We are experiencing a reversal of the ascendancy of science and scientific thinking and a resurgence of medievalist magical thinking about society – how we live, how we exchange with each other, how we are governed. This essay ranges far in this regard and charts a course for further exploration. It examines the rise of the New Metaphysics and its primary means of communicating its ideas. It draws parallels between today’s new meta-physicians and those schoolmen of the middle ages, whose embrace of magic thinking was so complete that its straitened medieval orthodoxy not only hindered scientific, economic, and commercial progress, but also often punished such progress as heretical. Finally, this essay suggests that in its embrace of its own truth and with its “praxis-oriented” posture, the New Metaphysics poses a growing threat to the scholarly traditions of the university and itself constitutes a barbarous pseudo-science that begs unmasking.
Introduction
When we attempt to make sense out of a welter of facts, we bring order to chaos at risk of criticism, for critics breed freely wherever there are those who create, who offer uncomfortable explanations, who generalize about tendencies. This paper examines one of those tendencies – the coalescing of a New Metaphysics and its expression in the social sciences, primarily in sociology.
This New Metaphysics is characterized by theories that are non-falsifiable, theories that are constructed almost entirely of confirmation bias, theories that are unnecessarily inaccessible by virtue of an idiosyncratic argot adopted for obscurantist purposes rather than clarity, and the return of magic thinking in the form of a Moloch responsible for evil and which must be vanquished.

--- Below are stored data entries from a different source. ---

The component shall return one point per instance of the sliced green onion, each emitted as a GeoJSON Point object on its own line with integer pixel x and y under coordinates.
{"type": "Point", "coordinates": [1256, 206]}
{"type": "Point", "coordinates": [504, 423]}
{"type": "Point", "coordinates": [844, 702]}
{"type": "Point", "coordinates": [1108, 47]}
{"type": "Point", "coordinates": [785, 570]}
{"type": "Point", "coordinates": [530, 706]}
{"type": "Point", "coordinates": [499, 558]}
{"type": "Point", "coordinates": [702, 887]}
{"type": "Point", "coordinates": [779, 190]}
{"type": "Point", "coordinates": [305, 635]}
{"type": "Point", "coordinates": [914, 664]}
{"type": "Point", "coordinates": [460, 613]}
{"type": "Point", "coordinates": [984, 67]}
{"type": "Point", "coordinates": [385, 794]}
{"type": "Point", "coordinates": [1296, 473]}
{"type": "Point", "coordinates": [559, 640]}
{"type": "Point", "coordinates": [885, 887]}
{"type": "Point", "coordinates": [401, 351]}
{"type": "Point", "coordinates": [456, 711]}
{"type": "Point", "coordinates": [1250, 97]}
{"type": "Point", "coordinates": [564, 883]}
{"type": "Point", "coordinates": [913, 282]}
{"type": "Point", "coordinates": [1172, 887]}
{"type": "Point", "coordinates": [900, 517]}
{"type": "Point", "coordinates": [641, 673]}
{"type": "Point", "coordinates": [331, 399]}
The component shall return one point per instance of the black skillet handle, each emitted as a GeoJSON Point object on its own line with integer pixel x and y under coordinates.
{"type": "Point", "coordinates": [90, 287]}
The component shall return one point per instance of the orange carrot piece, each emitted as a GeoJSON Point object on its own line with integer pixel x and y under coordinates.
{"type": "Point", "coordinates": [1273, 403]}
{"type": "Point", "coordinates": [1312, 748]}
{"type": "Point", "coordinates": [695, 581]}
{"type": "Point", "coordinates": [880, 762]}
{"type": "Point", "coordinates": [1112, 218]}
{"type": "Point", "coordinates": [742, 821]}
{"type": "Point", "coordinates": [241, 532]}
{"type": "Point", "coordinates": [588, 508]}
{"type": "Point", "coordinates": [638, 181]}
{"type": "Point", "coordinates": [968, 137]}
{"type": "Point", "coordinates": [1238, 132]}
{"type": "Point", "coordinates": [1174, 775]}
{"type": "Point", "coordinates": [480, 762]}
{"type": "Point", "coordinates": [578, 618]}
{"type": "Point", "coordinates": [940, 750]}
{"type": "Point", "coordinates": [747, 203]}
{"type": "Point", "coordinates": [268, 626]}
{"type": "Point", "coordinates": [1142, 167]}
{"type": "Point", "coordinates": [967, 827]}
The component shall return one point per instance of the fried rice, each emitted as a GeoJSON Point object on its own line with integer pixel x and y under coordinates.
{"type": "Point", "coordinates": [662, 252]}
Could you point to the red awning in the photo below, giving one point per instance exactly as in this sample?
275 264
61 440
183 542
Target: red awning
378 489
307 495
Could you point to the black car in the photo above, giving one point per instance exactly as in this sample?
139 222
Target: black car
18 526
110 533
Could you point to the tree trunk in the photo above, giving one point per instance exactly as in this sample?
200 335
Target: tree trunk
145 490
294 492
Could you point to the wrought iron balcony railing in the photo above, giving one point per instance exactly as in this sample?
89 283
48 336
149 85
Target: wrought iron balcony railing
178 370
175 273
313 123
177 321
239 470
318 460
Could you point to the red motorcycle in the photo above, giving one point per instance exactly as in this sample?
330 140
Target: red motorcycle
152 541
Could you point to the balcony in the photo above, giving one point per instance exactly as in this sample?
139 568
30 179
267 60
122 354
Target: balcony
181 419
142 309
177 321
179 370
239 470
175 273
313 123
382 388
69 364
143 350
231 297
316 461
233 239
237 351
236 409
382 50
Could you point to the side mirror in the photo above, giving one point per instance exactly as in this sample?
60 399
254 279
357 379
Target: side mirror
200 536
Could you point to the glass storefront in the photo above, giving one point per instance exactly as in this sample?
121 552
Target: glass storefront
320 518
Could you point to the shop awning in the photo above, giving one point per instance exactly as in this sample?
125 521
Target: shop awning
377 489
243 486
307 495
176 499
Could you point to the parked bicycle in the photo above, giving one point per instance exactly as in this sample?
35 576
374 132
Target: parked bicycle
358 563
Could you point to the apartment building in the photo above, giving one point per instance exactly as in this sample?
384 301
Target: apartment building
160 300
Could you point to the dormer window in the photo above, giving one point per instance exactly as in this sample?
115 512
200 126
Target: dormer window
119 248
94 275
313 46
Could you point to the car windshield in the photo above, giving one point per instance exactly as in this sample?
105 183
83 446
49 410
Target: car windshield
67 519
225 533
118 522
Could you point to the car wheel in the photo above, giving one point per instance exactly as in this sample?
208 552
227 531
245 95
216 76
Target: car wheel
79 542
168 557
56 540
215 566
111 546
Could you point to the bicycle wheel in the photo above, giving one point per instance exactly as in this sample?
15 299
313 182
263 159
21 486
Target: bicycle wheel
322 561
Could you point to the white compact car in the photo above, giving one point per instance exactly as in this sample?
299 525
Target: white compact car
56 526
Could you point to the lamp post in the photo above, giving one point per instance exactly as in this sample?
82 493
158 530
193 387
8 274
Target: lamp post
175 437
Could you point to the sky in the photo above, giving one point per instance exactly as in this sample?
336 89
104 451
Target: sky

This essay forays as a first attempt to trace the outlines of this New Metaphysics and to disaggregate its approach, so to understand its durability, its persistence, and the continued attraction of its ethos for those who practice it. Here I draw parallels between today’s New Metaphysicians and those schoolmen of the middle ages, whose embrace of magic thinking was so complete that its straitened medieval orthodoxy not only hindered scientific, economic, and commercial advance, it punished it as heretical.
This paper calls attention to the general spirit and direction of academia; here, with regard to academia, I speak generally about the humanities and social sciences and the direction of Western academia, broadly conceived.
By “direction,” I mean the general thrust of questions discussed, the research interests of its chief practitioners in its leading departments, the articles appearing in their leading journals. In Bourdieusian terms, this would constitute the portion of the field of permissible discourse. I offer the notion that this current “new” direction is toward nothing new, fresh, different, or progressive; it marks, instead, a regression from the principles of the Renaissance and Enlightenment and a return to the darkness of metaphysics, mystification, and magical thinking of the middle ages.
The task, here, is to identify the tendencies and assay their content, which could reveal a mechanism at work in the social sciences that begs description and analysis. In this essay, I first discuss the general state of sociology, juxtaposing it with traditional sociology as it was largely practiced before, roughly, 1960. I then review the four key debilitating factors that comprise New Metaphysics theory-building in sociology and why, in toto, they constitute a barbarous pseudo-science.